In an interview on Wednesday, Sauka Jnr said he was merely performing his duty as council chairperson.
“I was called to intervene as council chair, not as an individual. Whatever I did or said during that time to calm the situation after police unilaterally closed churches, I did it in my official capacity, not as an individual,” he said.
Added Sauka Jnr: “Anybody harmed by my actions should sue the council, not me personally.”
He claimed that besides being threatened with the lawsuit by Njanji, his wife, who is a police officer at the Eastern Region headquarters in Zomba, is also being threatened with a transfer to Rumphi.
According to Njanji’s claim for damages prepared by Chidothe, Chidothe and Company—dated May 1 2020—on or about April 26 2020 Sauka Jnr is alleged to have produced a voice note on Balaka Town Council WhatsApp alleging that some police officers, including Njanji, had received bribes from opposition political parties to lead a group of police officers to disperse worshippers.
Witness Nthenda of Chidothe, Chidothe and Company confirmed in a telephone interview to have received instructions from Njanji to commence court proceedings if Sauka doesn’t pay the claim for damages, which includes K500 000 legal fees.
“Police cannot take up that matter using a private lawyer. The police is represented by the Attorney General in any civil matter, so when you see a private lawyer taking up a case like that, just know that it is the individual whose rights were violated,” Nthenda said.

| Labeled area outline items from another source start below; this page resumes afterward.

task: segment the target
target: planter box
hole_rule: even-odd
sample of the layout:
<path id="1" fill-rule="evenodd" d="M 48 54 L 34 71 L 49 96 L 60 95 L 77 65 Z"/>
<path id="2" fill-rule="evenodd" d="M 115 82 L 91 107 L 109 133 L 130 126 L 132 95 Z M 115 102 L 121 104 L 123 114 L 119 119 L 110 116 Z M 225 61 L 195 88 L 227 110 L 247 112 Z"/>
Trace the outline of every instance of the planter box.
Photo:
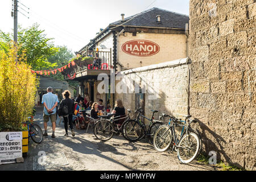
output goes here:
<path id="1" fill-rule="evenodd" d="M 22 131 L 22 156 L 27 156 L 28 151 L 28 131 Z"/>

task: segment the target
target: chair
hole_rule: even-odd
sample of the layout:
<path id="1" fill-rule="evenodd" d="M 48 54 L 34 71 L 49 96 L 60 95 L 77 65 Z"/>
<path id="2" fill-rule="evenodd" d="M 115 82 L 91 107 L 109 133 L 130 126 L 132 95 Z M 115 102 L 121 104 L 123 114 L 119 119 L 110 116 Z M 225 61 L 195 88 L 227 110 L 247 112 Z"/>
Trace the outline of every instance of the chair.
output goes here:
<path id="1" fill-rule="evenodd" d="M 118 128 L 120 128 L 123 125 L 123 122 L 125 121 L 126 118 L 127 118 L 128 116 L 126 115 L 118 115 L 114 118 L 114 122 L 117 125 Z M 119 118 L 117 119 L 117 118 Z"/>
<path id="2" fill-rule="evenodd" d="M 89 116 L 89 115 L 90 115 L 90 116 Z M 87 131 L 88 131 L 89 126 L 90 125 L 92 128 L 93 128 L 94 126 L 95 125 L 95 123 L 96 123 L 97 121 L 98 121 L 98 119 L 94 119 L 94 118 L 90 117 L 90 115 L 89 115 L 89 114 L 86 115 L 86 117 L 88 118 L 88 121 L 89 121 L 88 125 L 87 126 L 87 129 L 86 129 L 86 133 L 87 133 Z"/>

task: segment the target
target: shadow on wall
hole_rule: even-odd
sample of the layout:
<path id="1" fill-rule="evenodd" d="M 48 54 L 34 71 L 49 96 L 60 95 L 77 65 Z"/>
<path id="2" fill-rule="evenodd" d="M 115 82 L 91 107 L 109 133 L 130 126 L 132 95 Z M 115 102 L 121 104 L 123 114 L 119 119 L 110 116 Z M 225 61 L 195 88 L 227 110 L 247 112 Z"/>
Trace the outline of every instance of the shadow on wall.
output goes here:
<path id="1" fill-rule="evenodd" d="M 229 164 L 233 164 L 238 167 L 243 168 L 244 167 L 241 166 L 241 164 L 237 163 L 234 163 L 232 162 L 232 159 L 228 156 L 228 155 L 224 152 L 224 147 L 222 146 L 221 143 L 226 144 L 226 142 L 224 139 L 221 136 L 216 134 L 215 132 L 211 130 L 207 125 L 205 125 L 203 122 L 200 121 L 199 119 L 195 118 L 195 119 L 197 122 L 198 124 L 200 125 L 200 130 L 196 129 L 197 132 L 201 135 L 202 138 L 202 142 L 203 146 L 204 145 L 204 150 L 206 151 L 207 154 L 208 155 L 209 152 L 213 150 L 217 152 L 217 154 L 221 154 L 222 156 L 225 158 L 227 163 Z M 208 139 L 207 137 L 207 134 L 211 135 L 216 139 L 216 142 L 214 142 L 212 140 Z M 216 148 L 219 148 L 218 151 L 216 151 Z M 217 155 L 217 159 L 220 160 L 222 156 L 220 155 Z"/>

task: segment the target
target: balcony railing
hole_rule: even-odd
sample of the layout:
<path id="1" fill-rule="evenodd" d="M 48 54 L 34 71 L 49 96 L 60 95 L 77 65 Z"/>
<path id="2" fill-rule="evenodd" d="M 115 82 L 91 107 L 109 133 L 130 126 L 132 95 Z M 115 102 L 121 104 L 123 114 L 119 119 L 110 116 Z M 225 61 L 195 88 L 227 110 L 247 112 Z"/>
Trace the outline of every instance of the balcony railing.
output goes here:
<path id="1" fill-rule="evenodd" d="M 77 76 L 77 73 L 87 71 L 87 75 L 90 75 L 90 71 L 100 74 L 101 71 L 108 71 L 113 68 L 111 49 L 110 51 L 88 51 L 82 54 L 82 57 L 92 57 L 92 59 L 83 60 L 82 58 L 75 60 L 76 65 L 64 69 L 62 74 L 65 80 L 73 80 Z M 97 74 L 97 73 L 96 73 Z"/>

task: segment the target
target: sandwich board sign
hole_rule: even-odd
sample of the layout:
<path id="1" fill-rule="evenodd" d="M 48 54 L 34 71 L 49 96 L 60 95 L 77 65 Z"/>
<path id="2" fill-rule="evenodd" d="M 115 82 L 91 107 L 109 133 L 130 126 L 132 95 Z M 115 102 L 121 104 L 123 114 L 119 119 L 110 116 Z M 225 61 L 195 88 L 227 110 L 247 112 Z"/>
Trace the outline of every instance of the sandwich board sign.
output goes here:
<path id="1" fill-rule="evenodd" d="M 0 132 L 0 164 L 22 157 L 22 132 Z"/>

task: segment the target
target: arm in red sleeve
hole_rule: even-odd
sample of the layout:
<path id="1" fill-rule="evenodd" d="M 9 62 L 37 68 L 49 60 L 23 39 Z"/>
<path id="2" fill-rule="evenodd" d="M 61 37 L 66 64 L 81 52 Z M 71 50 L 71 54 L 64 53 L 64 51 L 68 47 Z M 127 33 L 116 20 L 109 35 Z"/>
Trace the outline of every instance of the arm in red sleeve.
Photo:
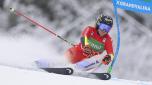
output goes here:
<path id="1" fill-rule="evenodd" d="M 82 31 L 82 33 L 81 33 L 81 43 L 82 43 L 83 46 L 86 45 L 87 38 L 90 37 L 92 29 L 93 28 L 91 28 L 91 27 L 88 26 L 87 28 L 85 28 Z"/>
<path id="2" fill-rule="evenodd" d="M 114 53 L 113 53 L 112 39 L 110 37 L 108 37 L 108 39 L 105 42 L 105 50 L 107 54 L 111 56 L 111 60 L 113 60 Z"/>

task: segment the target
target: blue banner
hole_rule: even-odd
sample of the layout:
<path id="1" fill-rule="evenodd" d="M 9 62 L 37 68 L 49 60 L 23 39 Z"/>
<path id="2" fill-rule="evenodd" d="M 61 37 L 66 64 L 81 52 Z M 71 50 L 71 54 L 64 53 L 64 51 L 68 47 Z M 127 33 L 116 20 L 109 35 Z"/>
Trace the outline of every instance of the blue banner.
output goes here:
<path id="1" fill-rule="evenodd" d="M 152 0 L 113 0 L 116 8 L 143 13 L 152 13 Z"/>

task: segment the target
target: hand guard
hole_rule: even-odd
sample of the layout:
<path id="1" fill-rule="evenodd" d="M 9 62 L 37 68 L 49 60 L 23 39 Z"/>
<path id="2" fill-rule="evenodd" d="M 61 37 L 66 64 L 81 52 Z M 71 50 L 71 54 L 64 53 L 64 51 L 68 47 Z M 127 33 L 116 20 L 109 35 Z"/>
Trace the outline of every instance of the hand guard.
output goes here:
<path id="1" fill-rule="evenodd" d="M 83 46 L 83 52 L 84 52 L 84 55 L 90 57 L 93 55 L 93 50 L 88 46 Z"/>
<path id="2" fill-rule="evenodd" d="M 103 59 L 102 59 L 102 63 L 105 65 L 108 65 L 111 62 L 111 56 L 110 55 L 106 55 Z"/>

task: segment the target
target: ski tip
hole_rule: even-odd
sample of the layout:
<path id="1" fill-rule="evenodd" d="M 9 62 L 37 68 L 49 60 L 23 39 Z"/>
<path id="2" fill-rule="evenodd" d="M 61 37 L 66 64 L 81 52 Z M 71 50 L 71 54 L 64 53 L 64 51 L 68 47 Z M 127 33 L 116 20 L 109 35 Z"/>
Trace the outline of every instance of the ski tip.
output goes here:
<path id="1" fill-rule="evenodd" d="M 101 80 L 111 79 L 111 74 L 109 74 L 109 73 L 92 73 L 92 74 L 96 75 L 96 77 Z"/>

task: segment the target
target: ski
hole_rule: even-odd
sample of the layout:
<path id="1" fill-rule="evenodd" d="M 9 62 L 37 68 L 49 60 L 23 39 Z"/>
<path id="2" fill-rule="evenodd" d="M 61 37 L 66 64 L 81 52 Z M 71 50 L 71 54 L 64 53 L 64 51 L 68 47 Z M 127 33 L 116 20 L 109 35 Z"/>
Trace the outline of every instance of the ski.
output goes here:
<path id="1" fill-rule="evenodd" d="M 62 74 L 62 75 L 72 75 L 73 74 L 73 69 L 66 67 L 66 68 L 41 68 L 46 72 L 49 73 L 56 73 L 56 74 Z"/>
<path id="2" fill-rule="evenodd" d="M 62 74 L 62 75 L 72 75 L 74 73 L 74 70 L 69 67 L 65 68 L 40 68 L 48 73 L 56 73 L 56 74 Z M 96 76 L 100 80 L 109 80 L 111 79 L 111 75 L 109 73 L 88 73 L 89 75 Z"/>

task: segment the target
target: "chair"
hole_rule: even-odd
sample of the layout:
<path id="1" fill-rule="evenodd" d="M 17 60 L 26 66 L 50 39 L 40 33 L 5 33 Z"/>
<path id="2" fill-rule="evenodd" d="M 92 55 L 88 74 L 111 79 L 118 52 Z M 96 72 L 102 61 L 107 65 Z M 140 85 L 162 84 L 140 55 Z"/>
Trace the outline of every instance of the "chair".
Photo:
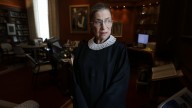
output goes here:
<path id="1" fill-rule="evenodd" d="M 26 57 L 28 58 L 29 63 L 32 67 L 33 72 L 33 83 L 35 83 L 35 80 L 38 79 L 39 74 L 42 73 L 50 73 L 50 75 L 53 73 L 53 67 L 49 61 L 37 61 L 33 57 L 31 57 L 29 54 L 26 54 Z"/>
<path id="2" fill-rule="evenodd" d="M 14 51 L 14 57 L 15 59 L 19 59 L 19 60 L 25 60 L 26 57 L 26 53 L 23 50 L 23 48 L 21 48 L 20 46 L 15 46 L 13 47 L 13 51 Z"/>

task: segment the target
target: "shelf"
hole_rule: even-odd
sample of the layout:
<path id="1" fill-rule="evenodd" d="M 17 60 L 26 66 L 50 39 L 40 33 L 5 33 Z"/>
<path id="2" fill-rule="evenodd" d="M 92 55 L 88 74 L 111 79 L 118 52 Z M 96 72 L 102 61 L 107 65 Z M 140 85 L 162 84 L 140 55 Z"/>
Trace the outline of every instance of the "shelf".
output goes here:
<path id="1" fill-rule="evenodd" d="M 8 33 L 7 24 L 12 24 L 16 34 Z M 10 31 L 9 31 L 10 32 Z M 29 29 L 28 29 L 28 18 L 26 9 L 17 8 L 1 8 L 0 7 L 0 35 L 1 41 L 6 41 L 7 39 L 18 38 L 19 42 L 28 41 L 29 39 Z M 2 40 L 3 39 L 3 40 Z"/>
<path id="2" fill-rule="evenodd" d="M 137 7 L 136 33 L 157 34 L 160 4 L 142 4 Z"/>

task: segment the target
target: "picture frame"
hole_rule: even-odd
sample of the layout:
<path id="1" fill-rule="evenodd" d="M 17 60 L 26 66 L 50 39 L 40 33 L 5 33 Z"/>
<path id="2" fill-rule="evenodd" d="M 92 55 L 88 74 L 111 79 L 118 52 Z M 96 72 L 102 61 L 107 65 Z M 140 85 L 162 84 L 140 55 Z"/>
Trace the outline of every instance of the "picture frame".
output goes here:
<path id="1" fill-rule="evenodd" d="M 114 37 L 122 37 L 123 24 L 122 22 L 115 21 L 113 22 L 111 34 Z"/>
<path id="2" fill-rule="evenodd" d="M 7 24 L 7 33 L 8 35 L 16 35 L 15 24 Z"/>
<path id="3" fill-rule="evenodd" d="M 89 5 L 70 5 L 70 32 L 89 33 Z"/>

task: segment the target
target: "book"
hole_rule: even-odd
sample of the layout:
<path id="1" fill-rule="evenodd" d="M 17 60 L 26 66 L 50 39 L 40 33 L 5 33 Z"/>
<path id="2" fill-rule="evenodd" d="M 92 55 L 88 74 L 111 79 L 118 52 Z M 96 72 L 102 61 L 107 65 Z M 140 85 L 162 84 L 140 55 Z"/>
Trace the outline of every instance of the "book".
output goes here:
<path id="1" fill-rule="evenodd" d="M 182 71 L 176 71 L 173 63 L 152 67 L 152 80 L 161 80 L 178 76 L 182 76 Z"/>
<path id="2" fill-rule="evenodd" d="M 159 104 L 158 108 L 192 108 L 192 92 L 185 87 Z"/>

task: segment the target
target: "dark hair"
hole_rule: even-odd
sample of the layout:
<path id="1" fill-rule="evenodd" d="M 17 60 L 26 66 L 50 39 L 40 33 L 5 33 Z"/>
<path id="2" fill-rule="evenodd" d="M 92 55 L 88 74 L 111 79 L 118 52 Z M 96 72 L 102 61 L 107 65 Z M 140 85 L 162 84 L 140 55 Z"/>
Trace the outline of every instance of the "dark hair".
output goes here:
<path id="1" fill-rule="evenodd" d="M 92 6 L 91 11 L 90 11 L 90 21 L 92 21 L 95 17 L 95 13 L 100 11 L 100 10 L 109 10 L 109 5 L 105 4 L 105 3 L 96 3 L 95 5 Z"/>

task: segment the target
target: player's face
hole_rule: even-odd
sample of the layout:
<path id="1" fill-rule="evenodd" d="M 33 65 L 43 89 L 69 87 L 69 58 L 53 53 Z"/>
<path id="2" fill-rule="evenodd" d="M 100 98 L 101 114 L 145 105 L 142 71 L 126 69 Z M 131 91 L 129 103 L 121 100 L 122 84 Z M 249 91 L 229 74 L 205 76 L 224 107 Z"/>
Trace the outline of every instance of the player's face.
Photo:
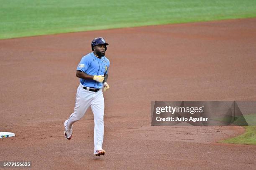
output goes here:
<path id="1" fill-rule="evenodd" d="M 106 46 L 103 45 L 95 45 L 94 46 L 94 52 L 99 57 L 103 57 L 105 55 Z"/>

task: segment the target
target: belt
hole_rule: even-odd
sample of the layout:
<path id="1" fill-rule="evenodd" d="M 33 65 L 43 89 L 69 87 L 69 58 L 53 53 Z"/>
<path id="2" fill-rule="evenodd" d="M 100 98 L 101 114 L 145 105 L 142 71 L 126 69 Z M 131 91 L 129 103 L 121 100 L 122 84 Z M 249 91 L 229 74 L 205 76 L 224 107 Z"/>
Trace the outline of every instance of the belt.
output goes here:
<path id="1" fill-rule="evenodd" d="M 99 90 L 100 89 L 95 89 L 94 88 L 90 88 L 89 87 L 85 87 L 85 86 L 84 86 L 83 88 L 84 88 L 84 89 L 85 89 L 87 90 L 89 90 L 91 92 L 97 92 L 99 91 Z"/>

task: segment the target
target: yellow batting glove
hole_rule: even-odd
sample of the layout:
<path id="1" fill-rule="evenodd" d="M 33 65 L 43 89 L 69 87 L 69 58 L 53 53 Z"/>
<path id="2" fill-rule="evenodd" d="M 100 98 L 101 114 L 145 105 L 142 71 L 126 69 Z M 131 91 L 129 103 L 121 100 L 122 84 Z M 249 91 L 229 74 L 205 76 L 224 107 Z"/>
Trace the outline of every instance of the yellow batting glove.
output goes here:
<path id="1" fill-rule="evenodd" d="M 110 87 L 109 87 L 109 85 L 108 84 L 107 82 L 104 82 L 104 83 L 103 84 L 103 85 L 104 86 L 104 88 L 103 88 L 103 91 L 104 92 L 105 92 L 106 91 L 109 90 L 109 89 L 110 88 Z"/>
<path id="2" fill-rule="evenodd" d="M 93 80 L 100 82 L 103 82 L 104 78 L 104 76 L 102 75 L 93 76 Z"/>

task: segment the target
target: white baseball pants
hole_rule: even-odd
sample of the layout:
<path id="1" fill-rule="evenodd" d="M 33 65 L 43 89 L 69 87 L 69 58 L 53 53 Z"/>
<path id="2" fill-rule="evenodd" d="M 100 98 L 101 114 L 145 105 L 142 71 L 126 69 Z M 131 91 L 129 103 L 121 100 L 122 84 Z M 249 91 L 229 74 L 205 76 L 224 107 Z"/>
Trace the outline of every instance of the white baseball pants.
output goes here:
<path id="1" fill-rule="evenodd" d="M 64 125 L 66 129 L 70 129 L 72 125 L 81 119 L 90 106 L 94 117 L 94 151 L 101 150 L 104 131 L 104 98 L 102 89 L 95 92 L 85 90 L 83 87 L 80 84 L 77 88 L 74 112 Z"/>

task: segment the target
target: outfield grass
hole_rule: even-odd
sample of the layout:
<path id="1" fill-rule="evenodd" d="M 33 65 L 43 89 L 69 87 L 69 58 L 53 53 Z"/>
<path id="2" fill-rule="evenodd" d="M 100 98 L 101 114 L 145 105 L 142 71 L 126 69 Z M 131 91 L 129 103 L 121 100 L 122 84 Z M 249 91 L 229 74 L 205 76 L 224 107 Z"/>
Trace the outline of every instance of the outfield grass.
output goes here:
<path id="1" fill-rule="evenodd" d="M 256 17 L 256 0 L 0 0 L 0 39 Z"/>
<path id="2" fill-rule="evenodd" d="M 219 141 L 219 143 L 256 145 L 256 126 L 243 126 L 246 132 L 231 139 Z"/>
<path id="3" fill-rule="evenodd" d="M 223 140 L 220 143 L 236 143 L 239 144 L 256 145 L 256 114 L 244 115 L 246 122 L 249 126 L 243 126 L 246 130 L 245 132 L 236 137 Z"/>

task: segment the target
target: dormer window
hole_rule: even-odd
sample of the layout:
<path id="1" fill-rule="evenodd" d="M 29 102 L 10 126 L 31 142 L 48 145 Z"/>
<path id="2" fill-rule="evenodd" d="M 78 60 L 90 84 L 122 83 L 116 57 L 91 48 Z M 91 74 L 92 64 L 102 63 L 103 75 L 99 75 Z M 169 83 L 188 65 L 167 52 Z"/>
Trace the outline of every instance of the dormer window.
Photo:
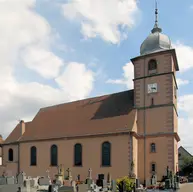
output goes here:
<path id="1" fill-rule="evenodd" d="M 153 106 L 153 105 L 154 105 L 154 99 L 151 98 L 151 106 Z"/>
<path id="2" fill-rule="evenodd" d="M 149 75 L 153 75 L 157 73 L 157 61 L 155 59 L 151 59 L 148 63 L 148 73 Z"/>
<path id="3" fill-rule="evenodd" d="M 156 152 L 155 143 L 151 143 L 151 153 L 155 153 L 155 152 Z"/>

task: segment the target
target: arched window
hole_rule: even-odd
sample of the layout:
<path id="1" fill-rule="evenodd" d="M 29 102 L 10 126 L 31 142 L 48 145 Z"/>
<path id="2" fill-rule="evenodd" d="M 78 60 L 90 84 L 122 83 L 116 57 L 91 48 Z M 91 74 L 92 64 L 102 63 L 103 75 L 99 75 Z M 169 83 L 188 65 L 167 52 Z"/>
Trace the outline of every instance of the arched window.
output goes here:
<path id="1" fill-rule="evenodd" d="M 30 156 L 31 156 L 30 164 L 32 166 L 37 165 L 37 149 L 35 146 L 31 147 Z"/>
<path id="2" fill-rule="evenodd" d="M 152 152 L 152 153 L 155 153 L 155 152 L 156 152 L 155 143 L 151 143 L 151 152 Z"/>
<path id="3" fill-rule="evenodd" d="M 51 166 L 57 166 L 58 165 L 58 147 L 56 145 L 51 146 Z"/>
<path id="4" fill-rule="evenodd" d="M 74 165 L 75 166 L 82 165 L 82 145 L 81 144 L 74 145 Z"/>
<path id="5" fill-rule="evenodd" d="M 151 171 L 156 172 L 156 164 L 155 163 L 151 164 Z"/>
<path id="6" fill-rule="evenodd" d="M 9 149 L 8 151 L 8 160 L 13 161 L 13 149 Z"/>
<path id="7" fill-rule="evenodd" d="M 151 98 L 151 105 L 154 105 L 154 98 Z"/>
<path id="8" fill-rule="evenodd" d="M 151 59 L 149 61 L 148 72 L 149 72 L 149 74 L 157 73 L 157 61 L 155 59 Z"/>
<path id="9" fill-rule="evenodd" d="M 111 144 L 104 142 L 102 144 L 102 166 L 111 165 Z"/>

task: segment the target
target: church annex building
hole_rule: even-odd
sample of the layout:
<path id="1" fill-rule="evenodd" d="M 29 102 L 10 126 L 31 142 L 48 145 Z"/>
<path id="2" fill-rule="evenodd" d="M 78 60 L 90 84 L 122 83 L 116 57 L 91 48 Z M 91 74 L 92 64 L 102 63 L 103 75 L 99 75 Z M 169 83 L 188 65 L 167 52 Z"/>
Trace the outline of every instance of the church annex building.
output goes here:
<path id="1" fill-rule="evenodd" d="M 2 144 L 0 171 L 50 176 L 63 164 L 72 177 L 132 171 L 141 183 L 178 171 L 178 111 L 175 49 L 156 22 L 131 59 L 134 89 L 42 108 L 21 121 Z M 132 67 L 132 66 L 131 66 Z"/>

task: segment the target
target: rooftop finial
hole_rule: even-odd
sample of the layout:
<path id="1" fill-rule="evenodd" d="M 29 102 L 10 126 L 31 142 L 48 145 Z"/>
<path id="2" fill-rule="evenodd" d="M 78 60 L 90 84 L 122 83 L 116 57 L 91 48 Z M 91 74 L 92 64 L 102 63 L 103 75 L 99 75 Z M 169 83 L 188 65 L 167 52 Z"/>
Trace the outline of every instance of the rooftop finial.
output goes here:
<path id="1" fill-rule="evenodd" d="M 151 32 L 155 33 L 155 32 L 161 32 L 161 31 L 162 29 L 159 28 L 158 26 L 158 8 L 157 8 L 157 0 L 155 0 L 155 25 Z"/>

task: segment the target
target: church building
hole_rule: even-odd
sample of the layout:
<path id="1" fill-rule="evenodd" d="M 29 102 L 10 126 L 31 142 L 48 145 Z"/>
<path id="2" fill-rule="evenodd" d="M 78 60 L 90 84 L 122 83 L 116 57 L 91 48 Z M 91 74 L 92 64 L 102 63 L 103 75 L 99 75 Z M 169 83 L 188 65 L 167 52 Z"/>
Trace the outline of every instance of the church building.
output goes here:
<path id="1" fill-rule="evenodd" d="M 10 175 L 53 178 L 57 166 L 70 168 L 73 179 L 134 173 L 150 184 L 169 167 L 178 171 L 178 111 L 175 49 L 156 21 L 132 58 L 134 89 L 41 108 L 30 122 L 21 121 L 2 144 L 1 171 Z M 132 66 L 131 66 L 132 67 Z"/>

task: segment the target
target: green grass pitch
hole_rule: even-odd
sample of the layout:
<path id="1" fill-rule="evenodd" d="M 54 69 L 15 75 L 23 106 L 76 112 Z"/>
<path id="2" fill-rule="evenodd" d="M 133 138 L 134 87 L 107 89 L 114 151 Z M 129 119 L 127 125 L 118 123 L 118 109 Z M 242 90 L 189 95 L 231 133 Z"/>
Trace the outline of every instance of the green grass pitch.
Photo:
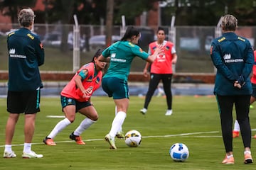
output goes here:
<path id="1" fill-rule="evenodd" d="M 16 125 L 13 140 L 15 159 L 1 159 L 0 169 L 256 169 L 255 163 L 243 164 L 241 137 L 233 140 L 235 164 L 222 164 L 225 156 L 221 137 L 220 118 L 214 96 L 175 96 L 174 113 L 164 115 L 166 99 L 153 97 L 146 115 L 139 110 L 144 98 L 132 96 L 124 132 L 137 130 L 142 135 L 141 145 L 128 147 L 123 140 L 116 140 L 117 150 L 109 149 L 104 140 L 114 116 L 112 98 L 93 96 L 92 101 L 100 118 L 82 134 L 85 145 L 78 145 L 69 135 L 84 116 L 77 113 L 76 120 L 55 138 L 56 146 L 47 146 L 43 139 L 62 118 L 48 115 L 63 115 L 60 98 L 41 98 L 41 110 L 37 115 L 32 149 L 43 154 L 42 159 L 22 159 L 23 116 Z M 4 153 L 5 125 L 8 118 L 6 99 L 0 98 L 0 153 Z M 256 128 L 256 109 L 250 110 L 252 129 Z M 254 135 L 255 131 L 252 131 Z M 190 151 L 185 162 L 174 162 L 169 154 L 171 146 L 176 142 L 186 144 Z M 252 139 L 252 154 L 256 159 L 256 140 Z M 256 159 L 255 159 L 256 160 Z"/>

He said he will soon be taking the matter to court if Sauka Jnr does not respond as desired.
One of the congregants present when police interrupted prayers at Balaka CCAP, Davie Ziyadi, said Njanji was the first police officer to arrive at the church.
“She asked me why people were congregating when instructions were that people should not,” he claimed, adding that Njanji was in civilian clothes then.
Ziyadi said some police officers later arrived in a Land Cruiser and instructed the church leaders to tell their members not to congregate the following Sunday.
Commenting on the transfer of Sauka Jnr’s wife, Eastern Region police spokesperson Joseph Sauka [no relation] said transfers are a routine occurrence in police; hence there was nothing sinister about hers.
On Njanji’s claim for damages from Sauka Jnr, he said it is a matter being pursued at personal level.